Speaking of the unknown and the unusual, GrandessoCera’s first single is entitled »La ballata dell’abisso«, re-envisioned by fellow Italian sonic portraitist Enzalla. The original track, as it was before Enzalla touched it with his musical paint brushes, is of course featured on »Phosphorescent Line«. The title of the song means »The ballad of the abyss«, and I ask GrandessoCera what the abyss actually symbolizes for them.
»At the basis of this song there are musical structures inspired by baroque passacaglias and American traditional ballads« Andrea says. »Both these forms often flirt with thoughts of mortality and human fragility. This song is like a safe place from which one can observe the architectures of melancholy.«
In a way, I think the ballad of the abyss sounds joyous, almost celebratory – especially when the piano part, played by Luigi Ranghino, emerges in the original version. The Italian duo’s serenade makes me think of Swedish black metal masters Watain and their harsh portrayal of the beauty of despair in quintessential track »Malfeitor« from their magnum opus »Lawless Darkness«. Explorations of phenomena traditionally regarded as dark or bleak are integral for artistic innovation, which both Watain and GrandessoCera seemingly understand.
Do you think there is something about l’abisso worth celebrating?
»Abysses are frightening only when one is escaping from them« Andrea answers. »But if one contemplates them – faces them, questions them, they don't seem so frightening after all – then one feels elated, light, like flying.«
What are your personal experiences with psychotropics, and what results of it can you think of, apart from the ones audible on the EP track »Results of psychotropics«?
»What I mean with the word ‘psychotropics’ is a mental space.

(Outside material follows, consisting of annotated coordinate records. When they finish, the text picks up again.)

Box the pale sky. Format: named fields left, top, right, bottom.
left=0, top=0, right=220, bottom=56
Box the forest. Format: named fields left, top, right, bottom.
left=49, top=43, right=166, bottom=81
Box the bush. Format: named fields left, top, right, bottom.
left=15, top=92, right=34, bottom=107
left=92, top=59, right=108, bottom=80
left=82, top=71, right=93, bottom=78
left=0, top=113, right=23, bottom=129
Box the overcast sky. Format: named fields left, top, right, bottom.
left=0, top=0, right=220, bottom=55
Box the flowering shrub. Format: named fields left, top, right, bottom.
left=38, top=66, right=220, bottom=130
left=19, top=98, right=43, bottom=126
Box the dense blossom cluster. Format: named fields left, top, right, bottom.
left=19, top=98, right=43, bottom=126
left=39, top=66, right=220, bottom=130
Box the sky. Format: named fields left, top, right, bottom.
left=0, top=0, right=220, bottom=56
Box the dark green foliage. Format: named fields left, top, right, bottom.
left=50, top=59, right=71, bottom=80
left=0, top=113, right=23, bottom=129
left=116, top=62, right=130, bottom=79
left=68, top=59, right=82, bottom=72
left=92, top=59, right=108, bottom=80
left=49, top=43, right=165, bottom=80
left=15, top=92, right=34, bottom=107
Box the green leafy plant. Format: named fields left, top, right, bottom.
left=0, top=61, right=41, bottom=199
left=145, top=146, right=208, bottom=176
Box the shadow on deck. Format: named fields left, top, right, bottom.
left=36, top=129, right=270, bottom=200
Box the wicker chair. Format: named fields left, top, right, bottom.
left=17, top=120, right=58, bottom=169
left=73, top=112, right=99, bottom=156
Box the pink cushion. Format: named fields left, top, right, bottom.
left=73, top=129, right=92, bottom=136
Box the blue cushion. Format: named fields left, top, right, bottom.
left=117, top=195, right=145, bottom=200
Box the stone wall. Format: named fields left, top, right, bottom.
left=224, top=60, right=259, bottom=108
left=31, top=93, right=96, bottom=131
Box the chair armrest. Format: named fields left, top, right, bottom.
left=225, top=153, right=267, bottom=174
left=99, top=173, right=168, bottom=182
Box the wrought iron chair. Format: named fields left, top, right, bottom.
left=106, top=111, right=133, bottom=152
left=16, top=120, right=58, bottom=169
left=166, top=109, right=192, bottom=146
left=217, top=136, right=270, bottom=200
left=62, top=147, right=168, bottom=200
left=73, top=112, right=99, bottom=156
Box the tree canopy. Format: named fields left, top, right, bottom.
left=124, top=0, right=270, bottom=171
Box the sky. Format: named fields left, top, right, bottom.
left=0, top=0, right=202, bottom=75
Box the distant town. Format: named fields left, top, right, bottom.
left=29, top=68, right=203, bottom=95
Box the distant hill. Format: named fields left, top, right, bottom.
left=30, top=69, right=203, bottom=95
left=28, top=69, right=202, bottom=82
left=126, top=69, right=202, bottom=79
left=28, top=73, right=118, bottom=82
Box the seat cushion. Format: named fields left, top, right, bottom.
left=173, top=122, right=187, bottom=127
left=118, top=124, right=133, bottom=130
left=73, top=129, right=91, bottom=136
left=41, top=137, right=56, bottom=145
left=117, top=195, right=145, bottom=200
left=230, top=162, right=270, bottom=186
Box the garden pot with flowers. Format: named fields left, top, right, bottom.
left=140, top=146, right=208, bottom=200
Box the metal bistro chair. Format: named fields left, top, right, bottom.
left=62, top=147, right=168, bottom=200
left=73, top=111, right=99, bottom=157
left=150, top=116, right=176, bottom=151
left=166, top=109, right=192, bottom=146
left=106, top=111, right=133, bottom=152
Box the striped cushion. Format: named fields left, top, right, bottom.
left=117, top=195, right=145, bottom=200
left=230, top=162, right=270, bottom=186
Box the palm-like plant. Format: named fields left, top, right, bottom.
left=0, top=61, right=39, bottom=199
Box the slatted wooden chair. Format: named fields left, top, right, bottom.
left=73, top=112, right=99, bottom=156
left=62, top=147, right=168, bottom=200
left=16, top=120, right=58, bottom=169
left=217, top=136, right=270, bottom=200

A series of thoughts which – as the Greek root of the word means – turns the mind away« Andrea says. »One of the worst things that our mind can have, is to get stuck and fixated in a given configuration. I like to explore the self-unlocking mind. I'm not interested in the chemical, artificial variant of psychotropics. I never liked to depend on external things, when it comes to my mind. The EP track tells a kind of story – it starts with the mind locked; then there is an implosion and the lock breaks; and then there is an explosion and a gliding.«
For a project so focused on always finding the next new thing, what might the future hold? »Our music has already been on TV and the radio, and we’ve played around ten concerts« Damiano says. »The most important step is to bring this show live and to achieve a meeting with another public, which was my goal from the beginning. This music should not be played in a classical way, but in the way that it has to be done.«
»For the future, there is one thing that we still haven’t nailed« Andrea says. »This complex interaction between the saxophone and the electronics is there, but it is not visible. We are still working around the problem of how to give the feeling that there is a living organism going on. We are really brainstorming on how to bring this to the next level.«
What Andrea means by there being a »living organism going on« is the way the saxophone, an organic instrument of sorts, can marry the more cold elements of the produced sounds. I believe this might be both GrandessoCera and Jazz-O-Tech’s most difficult task, one that will be continually exciting to witness as it unfolds and develops further.